Last year, when AIC was desperately seeking students, the college
ran a series of misleading advertisements in the annual calendar
that TUSD distributes free to every schoolchild. The ads deviously
listed majors--like fine arts--for which AIC had neither courses
nor professors in place. The ads also proclaimed that classes
at AIC were taught by "professors." Wrong again. While
several of the AIC teachers were bona fide full-timers with Ph.D.s,
there were five part-timers, some of them still grad students.
A small mistake? Overeagerness by his recruiting staff? Maybe.
Maybe not. Stretching the truth is a time-honored Fernández
tradition. Out on the campaign trail, he declares in his stump
speech that he's been a professor and administrator at the UA
for 20 years. Well, yes, technically he's held onto the professorial
title all this time, but Fernández has rarely set foot
in a classroom in the last 14 years. During that period, he's
been a UA administrator, bumbling from one bureaucratic post to
another, getting kicked upstairs every couple of years. It's a
lucrative racket, to be sure, but hardly the same thing as spending
20 years in the classroom trenches.
Even in his campaign-funding filings to the county elections
office, there are characteristically sloppy mistakes. In just
one instance, he lists contributor Peter Likins as president of
the university, and then goes on to list Likins' wife, another
contributor, also as president of the university. (The Likinses
each kicked in $25, apparently what they think Fernández
is worth.)
And at AIC, the same pattern held true.
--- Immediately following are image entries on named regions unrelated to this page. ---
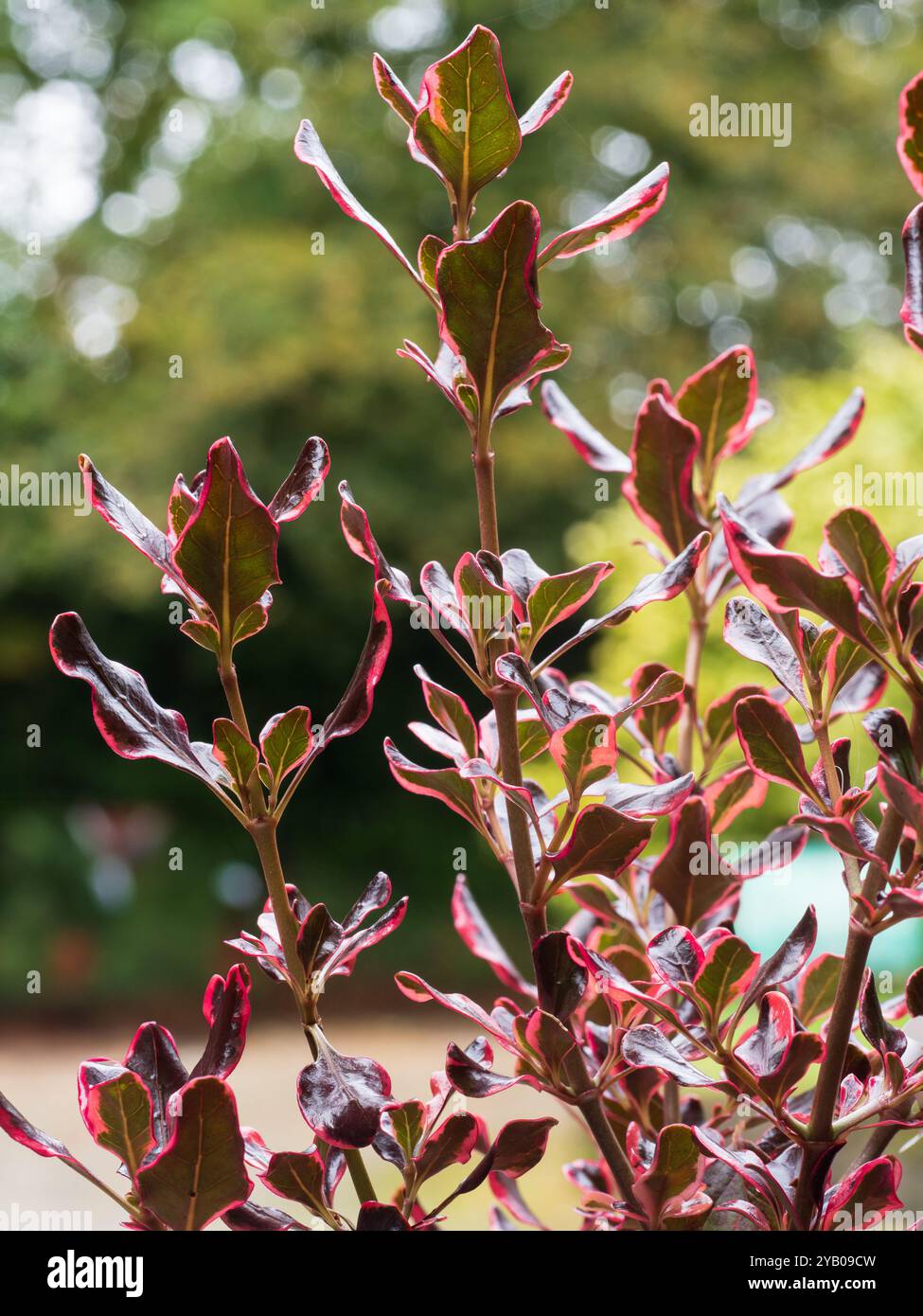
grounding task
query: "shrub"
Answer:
[0,27,923,1231]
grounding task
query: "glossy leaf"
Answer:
[297,1043,391,1147]
[172,438,279,648]
[259,704,313,783]
[79,1060,157,1178]
[452,873,535,996]
[78,454,182,583]
[135,1076,253,1231]
[719,497,865,644]
[724,597,808,711]
[896,72,923,196]
[48,612,220,782]
[412,25,523,219]
[191,965,250,1077]
[269,435,330,524]
[621,392,706,553]
[295,118,429,294]
[734,695,821,804]
[900,203,923,351]
[541,379,632,475]
[539,165,670,266]
[212,718,259,795]
[549,804,653,887]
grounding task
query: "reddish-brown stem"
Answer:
[474,407,639,1211]
[791,808,903,1229]
[677,581,708,773]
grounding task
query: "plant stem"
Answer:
[249,817,306,989]
[344,1147,378,1205]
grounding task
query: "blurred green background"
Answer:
[0,0,923,1017]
On the minor side, Fernández
regaled the public with the fabrication that, despite its critics,
the little school had managed to attract students with SAT scores
above the national average. Wasn't true, though; their scores
were below.
Far more seriously, Fernández pledged that on the tenure-less
campus, academic freedom would be safeguarded and that professors
who did a good job teaching would have job security. Yet, within
nine months, Fernández fired without explanation an outspoken
AIC scholar who had won outstanding teaching evaluations.
2) The TUSD Board is already wracked by cronyism, with Board
members switching principals, peremptorily overturning decisions
of parent-teacher site committees, and similar mischief. Now they
stand accused of sweeping under the carpet sexual-harassment allegations
against a long-time administrator--and then bringing him back
on the job.
Here Fernández can indeed claim experience. He got his
high-paying job at AIC through cronyism. Despite the protests
of the UA Faculty Senate, former UA President Manual Pacheco bypassed
all normal university procedures for selecting the head of the
new campus. Without benefit of a single search committee, he simply
handed the job to his good buddy Fernández.
Then, in AIC's first school year, a sexual-harassment allegation
erupted against an AIC professor. Participants in the fracas say
that after Fernández consulted with the male professor
and another male colleague, the young female student was told
that she was simply mistaken. The professor in question continued
his employment uninterrupted. (As it happens, the female professor
who counseled the young woman was the professor Fernández
fired.)
3) TUSD teachers worried about job security should bear in mind
that Fernández held on to his own tenure in the UA sociology
department while declaring to all and sundry that tenure would
be a bad thing, very bad indeed, for the professors under his
thumb at AIC. His hypocrisy paid off. After crashing and burning
at AIC, Fernández had a tenured escape hatch. When he resigned,
he announced plans to return to the UA sociology department (and
boy are they ever glad to see him coming). He has yet to darken
a classroom door, however. He's on paid sabbatical this semester.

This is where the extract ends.